My general practice in the modern corporate world has been: heart emoticon, no; but heart emoji/slackmoji, yes. The connotations between these two symbols differ enough that I'd be wary of using the emoticon in an environment where it wasn't an established norm.
posted by majick at 4:50 PM on June 14


Response by poster: Thanks for the perspectives everyone! Fascinating to see how people are so far apart on this. I won't be sending anymore heart emojis to anyone who isn't at my workplace, to stay on the safe side. (For the record all emojis, including the ones via email were a "react" button thing, not typing out/pasting hearts in my emails or in chat. And it was a rare thing, I've done it twice to external contacts and might use it once a week with whichever random team member is being above and beyond awesome.)
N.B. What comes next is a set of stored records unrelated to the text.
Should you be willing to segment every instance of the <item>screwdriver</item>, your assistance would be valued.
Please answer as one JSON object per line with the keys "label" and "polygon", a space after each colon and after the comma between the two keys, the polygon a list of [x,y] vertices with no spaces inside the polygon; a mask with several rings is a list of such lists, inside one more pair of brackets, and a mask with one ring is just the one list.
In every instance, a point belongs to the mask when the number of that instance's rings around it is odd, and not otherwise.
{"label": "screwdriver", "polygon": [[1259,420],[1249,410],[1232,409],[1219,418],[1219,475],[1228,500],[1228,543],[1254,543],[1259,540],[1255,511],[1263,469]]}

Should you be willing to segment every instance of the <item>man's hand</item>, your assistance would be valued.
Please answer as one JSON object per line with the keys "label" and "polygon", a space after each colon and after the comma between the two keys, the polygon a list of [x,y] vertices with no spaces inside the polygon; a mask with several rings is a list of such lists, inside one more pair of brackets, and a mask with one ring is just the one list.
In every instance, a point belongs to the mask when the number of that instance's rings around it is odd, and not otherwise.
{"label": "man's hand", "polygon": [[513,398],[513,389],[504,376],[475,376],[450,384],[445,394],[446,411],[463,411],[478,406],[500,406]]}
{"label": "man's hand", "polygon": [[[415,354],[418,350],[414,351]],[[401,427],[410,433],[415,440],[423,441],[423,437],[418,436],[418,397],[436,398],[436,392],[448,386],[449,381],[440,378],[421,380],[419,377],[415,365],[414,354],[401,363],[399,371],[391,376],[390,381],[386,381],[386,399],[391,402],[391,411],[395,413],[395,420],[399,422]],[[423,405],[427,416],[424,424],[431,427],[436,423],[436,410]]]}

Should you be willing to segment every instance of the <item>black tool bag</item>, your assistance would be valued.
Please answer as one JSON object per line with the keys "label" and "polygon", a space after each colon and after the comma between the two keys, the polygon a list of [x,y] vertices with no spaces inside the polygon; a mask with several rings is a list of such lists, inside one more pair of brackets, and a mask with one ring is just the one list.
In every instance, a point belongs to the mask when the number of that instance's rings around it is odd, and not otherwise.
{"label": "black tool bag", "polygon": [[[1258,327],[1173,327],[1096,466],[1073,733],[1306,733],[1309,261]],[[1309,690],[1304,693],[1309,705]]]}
BUT I just figured out that the react button is not tied to Outlook for everyone. People who don't have Teams will get a message saying "so and so responded to your message" so that kind of defeats the point of the react outside my workplace anyway.

Thanks for mentioning that you can change the stock reacts phunniemee, I'll definitely be taking a look at that!
posted by Eyelash at 8:55 PM on June 14


I teach at a university so have an extremely good sample of age ranges, and I definitely think this is an age thing as much as other factors. I wouldn’t do it with someone much older than 40 unless they’re terminally online, and definitely not with any of my senior colleagues. Junior colleagues if they do it first at some point I might consider it. Not students ever (though they will do this to me and probably wouldn’t care, so maybe this is about me rather than them). My university does have Teams but in this case I don’t think that’s what’s driving the trends I see.
posted by advil at 7:39 AM on June 15


Yeah, Microsoft office email offering the heart emoji as a reaction changes things a lot, I think. I tap it pretty often to express support or show appreciation for colleagues. I also work in a pretty young, informal environment in the helping field, so that probably influences things.
posted by bearette at 2:11 PM on June 15


I would, however, feel it a bit weird to include the heart emoji in the body of an email or text (as opposed to it being a reaction) with a colleague
posted by bearette at 2:19 PM on June 15


I see this from my med students on occasion (we do have Teams but no one uses it, so I get this annoying Microsoft Daily Digest email about how someone liked my email, like dude that was supposed to remind you to turn in your final assignment, just upload the damn thing so I can grade it).

As you can probably tell, I find it mildly unprofessional, but I also recognize that they are usually new to professional norms. Much less common from older students or colleagues. Interestingly I don't mind it as much coming from peers. But I guess if the gist of the original email were "hey please upload your COI disclosure!" an emoji would be inappropriate too.

There's also a factor of who's replying on the phone vs computer.